Body and spirit rejuvenated, we headed back upstairs. The lines for the rain forest were as daunting as the Powell Street cable car lines at the height of summer, and when you finally get in there, it’s so crowded you can hardly admire anything. We were also disappointed to learn that the albino alligator was on the DL, so the swamp consisted of nothing but two immobile turtles and a dry ice effect à la any metal band you care to name.

I figured the penguins would make up for the missing alligator, and they were delightful, with their funny, rolling walk and ungainly manner of flopping into the water. But the rest of the room they inhabit has the old African dioramas I remember from the former building, and it’s jarring and depressing to go from the penguins’ antics to the dead, stuffed zebras. Sigh. Outside the morgue was a stream with bridges, from which we could admire the graceful rays as they flew elegantly through the water.

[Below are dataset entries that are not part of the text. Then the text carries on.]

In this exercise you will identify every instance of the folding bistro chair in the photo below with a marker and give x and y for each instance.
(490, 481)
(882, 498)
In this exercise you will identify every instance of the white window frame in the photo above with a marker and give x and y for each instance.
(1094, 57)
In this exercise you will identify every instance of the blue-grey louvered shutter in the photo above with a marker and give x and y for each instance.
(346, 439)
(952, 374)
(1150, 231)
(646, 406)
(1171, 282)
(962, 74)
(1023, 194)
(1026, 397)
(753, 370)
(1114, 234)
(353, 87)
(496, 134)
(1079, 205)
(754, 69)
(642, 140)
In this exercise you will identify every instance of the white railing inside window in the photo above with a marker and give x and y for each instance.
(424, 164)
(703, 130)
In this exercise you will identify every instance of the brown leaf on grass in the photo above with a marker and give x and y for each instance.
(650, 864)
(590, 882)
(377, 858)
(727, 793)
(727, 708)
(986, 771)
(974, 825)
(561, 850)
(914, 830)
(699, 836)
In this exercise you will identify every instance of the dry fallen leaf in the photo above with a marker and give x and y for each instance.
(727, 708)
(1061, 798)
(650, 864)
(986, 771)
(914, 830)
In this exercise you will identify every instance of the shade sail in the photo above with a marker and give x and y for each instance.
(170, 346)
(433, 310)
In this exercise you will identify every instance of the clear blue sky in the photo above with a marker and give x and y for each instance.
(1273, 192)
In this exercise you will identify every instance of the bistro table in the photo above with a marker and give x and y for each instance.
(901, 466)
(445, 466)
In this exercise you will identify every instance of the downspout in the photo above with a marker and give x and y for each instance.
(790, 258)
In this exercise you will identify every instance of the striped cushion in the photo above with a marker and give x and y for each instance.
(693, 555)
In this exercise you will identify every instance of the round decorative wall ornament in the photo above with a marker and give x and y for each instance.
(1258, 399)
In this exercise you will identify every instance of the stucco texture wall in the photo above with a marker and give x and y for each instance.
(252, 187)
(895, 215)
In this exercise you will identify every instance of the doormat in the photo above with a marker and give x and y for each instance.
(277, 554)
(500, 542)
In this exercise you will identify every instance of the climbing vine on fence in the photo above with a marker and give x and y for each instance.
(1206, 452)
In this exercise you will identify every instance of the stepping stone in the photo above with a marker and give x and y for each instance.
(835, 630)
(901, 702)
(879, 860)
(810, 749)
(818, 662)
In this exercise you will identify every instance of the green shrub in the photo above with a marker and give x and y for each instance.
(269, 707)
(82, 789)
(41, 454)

We checked out the much-touted living roof,which P pointed out was much like that on his condo in Mississauga, and the aquaria, including the tide pool where we could and did touch the sea urchins and sea stars, which is just as fun as it was when I was a kid.

To be fair, we didn’t see everything, but on the whole, I have to say it doesn’t seem to be worth nearly 10 years and $500 million. But it was great to see L again and meet P – they are a beautiful and charming couple. They gave me a ride to BART in their rented red Mustang convertible, and I was sad to see them drive off into the sunset, but happy to have spent time with them. They love it here, and I suspect they’ll be back.

*There are two exhibits I want to see there, no matter what it looks like: Warhol Live, and a retrospective of Yves St-Laurent’s work. At the still-beautiful Legion of Honor, I’d like to see the Fabergé, Tiffany, Lalique exhibit. So much beauty, so little time!